Actually, when the U.S. military opted to arm soldiers with rifles chambered in this caliber, it was very controversial—being much less powerful than the .30 caliber rounds commonly used in military firearms (.308 Win. and .30-’06 Sprg.) up to that point. The decision to switch to the .223 Rem. is still controversial for this reason, and the military has considered changing to a heavier cartridge many times.
We’ll leave the debate over the pros and cons of the .223 Rem. for another day, but the claim that the .223 Rem. is far deadlier or more powerful than other cartridges is indisputably nonsense. This, like much of this episode, is nothing more than disingenuous fear-mongering from Gumbel’s “Real Sports.”
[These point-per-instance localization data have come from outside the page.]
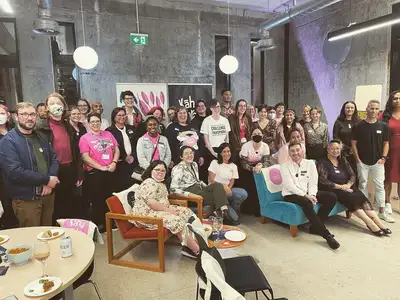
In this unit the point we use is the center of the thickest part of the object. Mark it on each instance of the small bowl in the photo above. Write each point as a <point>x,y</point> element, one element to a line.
<point>208,229</point>
<point>20,258</point>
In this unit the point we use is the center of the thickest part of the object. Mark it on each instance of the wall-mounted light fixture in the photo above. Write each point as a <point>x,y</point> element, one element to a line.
<point>352,30</point>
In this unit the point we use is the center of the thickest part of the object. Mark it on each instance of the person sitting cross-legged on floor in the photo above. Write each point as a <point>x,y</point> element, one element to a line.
<point>151,200</point>
<point>300,186</point>
<point>336,175</point>
<point>185,181</point>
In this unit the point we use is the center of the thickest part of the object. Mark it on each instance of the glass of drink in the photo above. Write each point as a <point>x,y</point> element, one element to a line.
<point>217,226</point>
<point>41,251</point>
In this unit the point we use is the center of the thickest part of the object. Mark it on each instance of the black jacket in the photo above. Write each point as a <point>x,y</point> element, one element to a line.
<point>43,127</point>
<point>130,131</point>
<point>19,166</point>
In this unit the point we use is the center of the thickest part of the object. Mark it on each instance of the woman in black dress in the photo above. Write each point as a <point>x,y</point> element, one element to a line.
<point>335,175</point>
<point>342,130</point>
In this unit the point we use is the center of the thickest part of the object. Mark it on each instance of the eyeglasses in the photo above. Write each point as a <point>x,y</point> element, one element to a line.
<point>26,115</point>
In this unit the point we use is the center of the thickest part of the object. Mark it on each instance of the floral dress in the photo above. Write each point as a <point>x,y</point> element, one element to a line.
<point>153,190</point>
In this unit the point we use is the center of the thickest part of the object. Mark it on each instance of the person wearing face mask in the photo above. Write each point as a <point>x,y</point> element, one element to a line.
<point>336,175</point>
<point>252,155</point>
<point>241,126</point>
<point>97,108</point>
<point>65,144</point>
<point>151,200</point>
<point>342,128</point>
<point>288,123</point>
<point>267,125</point>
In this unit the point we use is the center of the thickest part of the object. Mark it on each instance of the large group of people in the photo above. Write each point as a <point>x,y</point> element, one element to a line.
<point>64,162</point>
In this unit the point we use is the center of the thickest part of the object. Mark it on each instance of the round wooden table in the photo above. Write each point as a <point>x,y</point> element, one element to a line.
<point>67,269</point>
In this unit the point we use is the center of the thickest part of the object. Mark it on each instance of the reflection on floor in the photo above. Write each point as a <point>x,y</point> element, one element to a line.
<point>302,268</point>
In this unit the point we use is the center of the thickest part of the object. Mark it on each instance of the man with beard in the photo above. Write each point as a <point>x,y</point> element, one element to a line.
<point>29,167</point>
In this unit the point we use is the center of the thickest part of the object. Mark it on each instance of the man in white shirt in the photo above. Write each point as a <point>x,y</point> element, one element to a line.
<point>300,186</point>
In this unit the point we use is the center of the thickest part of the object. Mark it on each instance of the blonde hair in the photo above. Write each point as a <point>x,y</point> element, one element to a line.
<point>22,105</point>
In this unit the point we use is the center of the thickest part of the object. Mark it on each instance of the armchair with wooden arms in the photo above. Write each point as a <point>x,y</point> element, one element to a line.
<point>135,235</point>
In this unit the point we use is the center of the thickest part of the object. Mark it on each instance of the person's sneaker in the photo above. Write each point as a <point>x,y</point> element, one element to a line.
<point>388,208</point>
<point>228,219</point>
<point>385,217</point>
<point>334,244</point>
<point>188,252</point>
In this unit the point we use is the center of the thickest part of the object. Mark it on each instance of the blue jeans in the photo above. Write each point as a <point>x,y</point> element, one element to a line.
<point>238,196</point>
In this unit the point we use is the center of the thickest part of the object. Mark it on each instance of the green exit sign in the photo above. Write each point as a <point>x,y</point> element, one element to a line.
<point>139,39</point>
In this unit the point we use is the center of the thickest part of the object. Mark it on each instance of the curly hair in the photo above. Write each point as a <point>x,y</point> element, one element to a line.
<point>387,113</point>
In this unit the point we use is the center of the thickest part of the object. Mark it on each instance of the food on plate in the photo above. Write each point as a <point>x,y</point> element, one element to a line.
<point>47,285</point>
<point>17,250</point>
<point>47,234</point>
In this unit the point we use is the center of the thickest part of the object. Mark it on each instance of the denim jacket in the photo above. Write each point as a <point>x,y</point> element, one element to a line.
<point>145,149</point>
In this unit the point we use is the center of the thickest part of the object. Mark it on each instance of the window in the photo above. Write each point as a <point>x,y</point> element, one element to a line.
<point>10,78</point>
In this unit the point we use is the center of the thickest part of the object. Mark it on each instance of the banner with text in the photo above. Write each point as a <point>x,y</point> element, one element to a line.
<point>186,94</point>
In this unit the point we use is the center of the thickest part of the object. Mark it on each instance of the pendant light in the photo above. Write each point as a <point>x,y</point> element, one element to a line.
<point>85,57</point>
<point>228,64</point>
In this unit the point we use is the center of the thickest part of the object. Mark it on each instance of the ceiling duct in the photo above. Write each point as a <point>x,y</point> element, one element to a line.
<point>266,42</point>
<point>44,24</point>
<point>301,9</point>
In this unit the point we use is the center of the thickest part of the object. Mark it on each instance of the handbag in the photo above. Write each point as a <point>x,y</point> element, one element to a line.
<point>138,171</point>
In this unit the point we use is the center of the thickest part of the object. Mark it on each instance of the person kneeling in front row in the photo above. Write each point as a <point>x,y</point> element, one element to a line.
<point>300,186</point>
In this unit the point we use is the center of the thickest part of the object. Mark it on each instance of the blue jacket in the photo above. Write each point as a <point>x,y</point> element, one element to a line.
<point>19,167</point>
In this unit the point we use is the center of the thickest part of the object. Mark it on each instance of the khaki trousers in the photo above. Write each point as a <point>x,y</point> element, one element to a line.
<point>34,212</point>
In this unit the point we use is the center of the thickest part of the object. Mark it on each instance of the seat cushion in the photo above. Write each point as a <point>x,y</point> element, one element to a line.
<point>253,281</point>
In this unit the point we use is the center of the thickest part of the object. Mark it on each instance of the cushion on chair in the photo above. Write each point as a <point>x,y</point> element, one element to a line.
<point>116,207</point>
<point>137,233</point>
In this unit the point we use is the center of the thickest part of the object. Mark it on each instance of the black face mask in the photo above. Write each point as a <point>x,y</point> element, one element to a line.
<point>257,138</point>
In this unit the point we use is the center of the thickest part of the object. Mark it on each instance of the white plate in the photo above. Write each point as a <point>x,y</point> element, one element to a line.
<point>4,237</point>
<point>235,236</point>
<point>60,233</point>
<point>35,288</point>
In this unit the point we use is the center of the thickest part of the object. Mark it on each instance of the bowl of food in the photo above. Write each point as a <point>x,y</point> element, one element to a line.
<point>20,255</point>
<point>207,229</point>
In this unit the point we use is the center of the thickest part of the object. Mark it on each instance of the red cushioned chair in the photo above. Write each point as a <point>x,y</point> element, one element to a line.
<point>137,235</point>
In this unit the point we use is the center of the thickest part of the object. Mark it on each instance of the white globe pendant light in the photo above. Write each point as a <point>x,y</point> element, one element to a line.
<point>228,64</point>
<point>85,57</point>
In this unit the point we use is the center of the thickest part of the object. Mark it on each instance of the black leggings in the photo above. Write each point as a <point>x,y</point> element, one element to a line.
<point>327,201</point>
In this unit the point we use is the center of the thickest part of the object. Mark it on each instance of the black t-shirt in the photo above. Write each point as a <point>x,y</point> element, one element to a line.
<point>370,139</point>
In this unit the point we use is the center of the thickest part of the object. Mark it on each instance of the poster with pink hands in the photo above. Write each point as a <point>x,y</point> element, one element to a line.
<point>146,95</point>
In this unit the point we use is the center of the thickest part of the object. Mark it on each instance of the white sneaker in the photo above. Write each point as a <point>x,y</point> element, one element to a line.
<point>385,217</point>
<point>388,208</point>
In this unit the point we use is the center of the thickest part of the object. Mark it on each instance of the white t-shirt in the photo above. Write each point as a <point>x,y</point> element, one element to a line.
<point>223,172</point>
<point>216,130</point>
<point>251,154</point>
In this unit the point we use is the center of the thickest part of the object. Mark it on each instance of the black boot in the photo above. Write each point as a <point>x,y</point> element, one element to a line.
<point>228,219</point>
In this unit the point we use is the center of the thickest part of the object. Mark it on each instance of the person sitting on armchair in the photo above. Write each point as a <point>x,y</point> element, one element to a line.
<point>300,186</point>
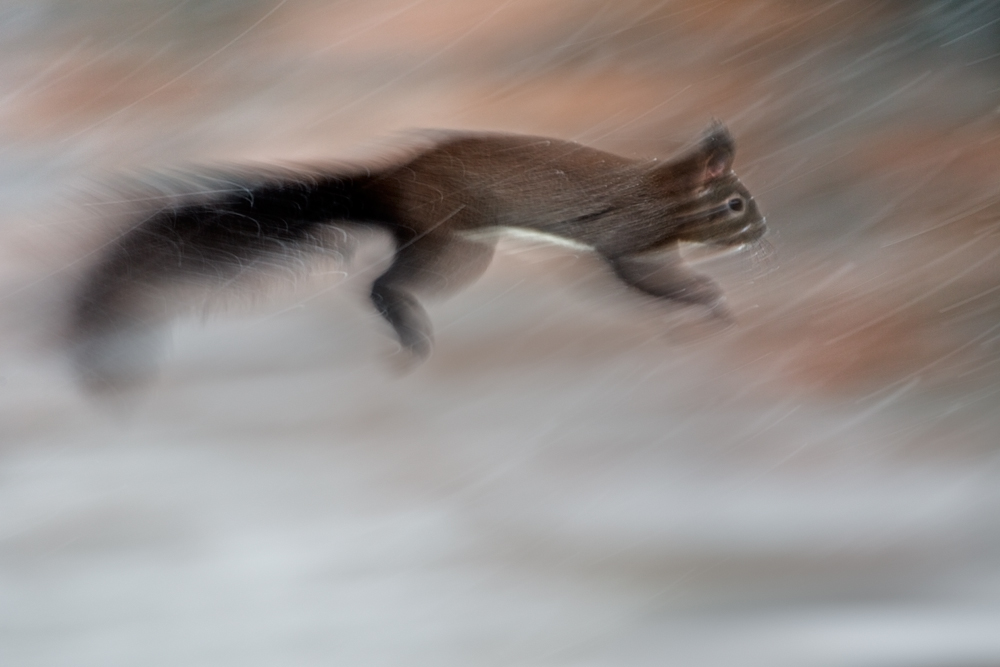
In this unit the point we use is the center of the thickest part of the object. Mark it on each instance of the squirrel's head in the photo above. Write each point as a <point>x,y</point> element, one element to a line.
<point>712,206</point>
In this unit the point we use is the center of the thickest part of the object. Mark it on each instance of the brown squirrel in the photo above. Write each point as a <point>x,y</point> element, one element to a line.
<point>436,206</point>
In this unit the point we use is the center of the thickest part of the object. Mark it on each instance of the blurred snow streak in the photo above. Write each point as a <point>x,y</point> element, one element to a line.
<point>578,476</point>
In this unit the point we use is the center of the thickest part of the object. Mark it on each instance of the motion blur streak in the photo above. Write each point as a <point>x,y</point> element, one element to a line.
<point>577,475</point>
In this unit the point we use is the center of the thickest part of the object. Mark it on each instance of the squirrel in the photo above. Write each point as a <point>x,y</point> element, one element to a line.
<point>436,206</point>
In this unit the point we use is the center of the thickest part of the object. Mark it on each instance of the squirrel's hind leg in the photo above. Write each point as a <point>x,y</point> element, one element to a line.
<point>434,263</point>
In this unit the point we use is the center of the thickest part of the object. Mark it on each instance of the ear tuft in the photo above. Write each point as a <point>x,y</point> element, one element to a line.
<point>718,149</point>
<point>711,158</point>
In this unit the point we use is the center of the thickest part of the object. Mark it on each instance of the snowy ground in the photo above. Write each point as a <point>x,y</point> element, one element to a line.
<point>577,476</point>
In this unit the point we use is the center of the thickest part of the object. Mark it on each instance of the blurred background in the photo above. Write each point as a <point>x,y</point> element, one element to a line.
<point>577,476</point>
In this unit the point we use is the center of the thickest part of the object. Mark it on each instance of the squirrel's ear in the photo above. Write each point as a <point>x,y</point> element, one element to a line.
<point>719,149</point>
<point>710,159</point>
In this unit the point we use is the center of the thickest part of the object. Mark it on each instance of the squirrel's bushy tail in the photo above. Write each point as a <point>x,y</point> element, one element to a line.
<point>217,236</point>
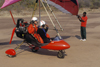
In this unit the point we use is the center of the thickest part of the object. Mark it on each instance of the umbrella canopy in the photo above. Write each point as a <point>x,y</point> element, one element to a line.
<point>66,6</point>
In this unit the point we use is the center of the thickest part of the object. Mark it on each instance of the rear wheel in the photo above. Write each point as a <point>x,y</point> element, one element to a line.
<point>61,54</point>
<point>35,49</point>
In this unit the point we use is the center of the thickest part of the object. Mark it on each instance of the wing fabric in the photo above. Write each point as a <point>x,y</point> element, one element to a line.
<point>66,6</point>
<point>9,2</point>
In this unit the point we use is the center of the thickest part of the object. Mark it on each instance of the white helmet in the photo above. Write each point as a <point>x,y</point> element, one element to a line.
<point>34,19</point>
<point>42,22</point>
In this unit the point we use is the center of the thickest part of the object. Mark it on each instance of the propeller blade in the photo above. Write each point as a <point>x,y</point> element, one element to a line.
<point>12,35</point>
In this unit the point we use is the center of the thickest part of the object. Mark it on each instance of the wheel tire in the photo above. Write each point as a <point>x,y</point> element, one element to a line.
<point>35,49</point>
<point>60,54</point>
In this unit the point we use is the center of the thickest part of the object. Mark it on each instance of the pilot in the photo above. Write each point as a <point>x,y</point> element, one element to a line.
<point>42,31</point>
<point>32,30</point>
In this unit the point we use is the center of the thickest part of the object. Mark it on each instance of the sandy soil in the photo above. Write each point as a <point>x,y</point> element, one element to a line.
<point>80,54</point>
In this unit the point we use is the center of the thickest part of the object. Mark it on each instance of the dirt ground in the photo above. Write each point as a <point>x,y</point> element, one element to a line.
<point>80,54</point>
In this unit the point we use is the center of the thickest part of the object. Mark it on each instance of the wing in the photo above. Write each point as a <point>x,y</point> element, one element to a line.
<point>66,6</point>
<point>9,2</point>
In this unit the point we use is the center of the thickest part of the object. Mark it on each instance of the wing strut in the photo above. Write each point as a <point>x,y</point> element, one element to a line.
<point>50,19</point>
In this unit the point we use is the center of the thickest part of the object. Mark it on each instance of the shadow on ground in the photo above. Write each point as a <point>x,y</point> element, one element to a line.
<point>13,42</point>
<point>40,51</point>
<point>77,36</point>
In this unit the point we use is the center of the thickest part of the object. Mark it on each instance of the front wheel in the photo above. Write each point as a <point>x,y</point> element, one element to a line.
<point>60,54</point>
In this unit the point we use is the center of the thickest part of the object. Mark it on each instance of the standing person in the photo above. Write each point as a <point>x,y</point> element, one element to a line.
<point>33,37</point>
<point>83,21</point>
<point>42,31</point>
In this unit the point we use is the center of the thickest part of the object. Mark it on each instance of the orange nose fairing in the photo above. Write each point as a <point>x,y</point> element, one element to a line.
<point>57,45</point>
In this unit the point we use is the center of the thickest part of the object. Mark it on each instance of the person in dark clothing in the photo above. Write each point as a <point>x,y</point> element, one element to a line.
<point>42,31</point>
<point>32,36</point>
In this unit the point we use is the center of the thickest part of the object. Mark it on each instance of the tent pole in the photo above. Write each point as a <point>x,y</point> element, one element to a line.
<point>35,8</point>
<point>39,11</point>
<point>54,15</point>
<point>51,19</point>
<point>12,17</point>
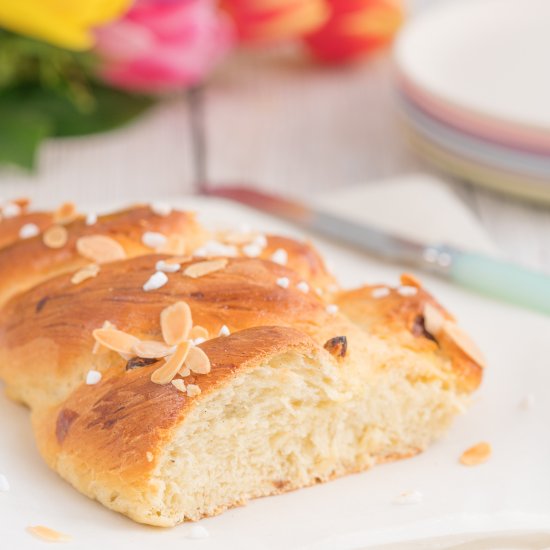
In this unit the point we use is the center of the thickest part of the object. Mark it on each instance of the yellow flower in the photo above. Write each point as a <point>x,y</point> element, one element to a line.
<point>65,23</point>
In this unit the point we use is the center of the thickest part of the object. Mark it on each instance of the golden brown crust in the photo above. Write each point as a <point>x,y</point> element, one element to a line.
<point>28,262</point>
<point>400,319</point>
<point>10,227</point>
<point>119,427</point>
<point>114,424</point>
<point>63,316</point>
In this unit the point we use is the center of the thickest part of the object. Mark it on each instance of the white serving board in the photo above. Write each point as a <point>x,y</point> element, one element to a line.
<point>510,492</point>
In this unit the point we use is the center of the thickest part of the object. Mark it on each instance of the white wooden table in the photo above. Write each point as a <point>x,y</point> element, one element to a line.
<point>276,121</point>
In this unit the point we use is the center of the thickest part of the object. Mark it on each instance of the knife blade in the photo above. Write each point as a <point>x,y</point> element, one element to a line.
<point>483,274</point>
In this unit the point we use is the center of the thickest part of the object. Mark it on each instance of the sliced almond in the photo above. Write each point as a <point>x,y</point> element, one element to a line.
<point>166,373</point>
<point>179,384</point>
<point>100,249</point>
<point>87,272</point>
<point>198,332</point>
<point>197,361</point>
<point>65,213</point>
<point>184,371</point>
<point>55,237</point>
<point>151,349</point>
<point>116,340</point>
<point>175,244</point>
<point>464,342</point>
<point>176,322</point>
<point>178,259</point>
<point>478,454</point>
<point>408,279</point>
<point>204,268</point>
<point>236,237</point>
<point>47,534</point>
<point>192,390</point>
<point>433,319</point>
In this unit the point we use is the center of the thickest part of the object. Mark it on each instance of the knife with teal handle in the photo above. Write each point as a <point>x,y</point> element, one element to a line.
<point>488,276</point>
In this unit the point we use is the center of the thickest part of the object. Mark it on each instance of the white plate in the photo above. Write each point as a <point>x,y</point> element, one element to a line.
<point>490,57</point>
<point>510,492</point>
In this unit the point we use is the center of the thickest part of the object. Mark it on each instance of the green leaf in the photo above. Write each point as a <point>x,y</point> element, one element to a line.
<point>107,109</point>
<point>20,135</point>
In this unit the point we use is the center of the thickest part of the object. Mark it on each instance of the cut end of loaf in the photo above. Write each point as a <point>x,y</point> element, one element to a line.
<point>288,423</point>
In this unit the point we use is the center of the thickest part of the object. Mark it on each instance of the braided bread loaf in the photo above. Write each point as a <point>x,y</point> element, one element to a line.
<point>193,372</point>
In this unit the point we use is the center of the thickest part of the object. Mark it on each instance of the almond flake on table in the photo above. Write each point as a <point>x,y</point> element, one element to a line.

Anyone who has any actual knowledge of firearms knows this, but Gumbel and Scott ignore the truth to advance their anti-gun message.
And this is the most important takeaway from this propaganda. The anti-gun media will not be dissuaded from using lies and misinformation to advance their agenda. For them, there is no tactic that is out of bounds to achieve the goal of banning guns, period. Gun owners must be ever vigilant that the messages the media feeds to their non-gun owning friends and neighbors on a daily basis is at very best manipulated, and often is outright dishonesty.
As for Bryant Gumbel and this segment of “Real Sports,” there’s no “real” to be found, except perhaps the real lies that are plentiful throughout.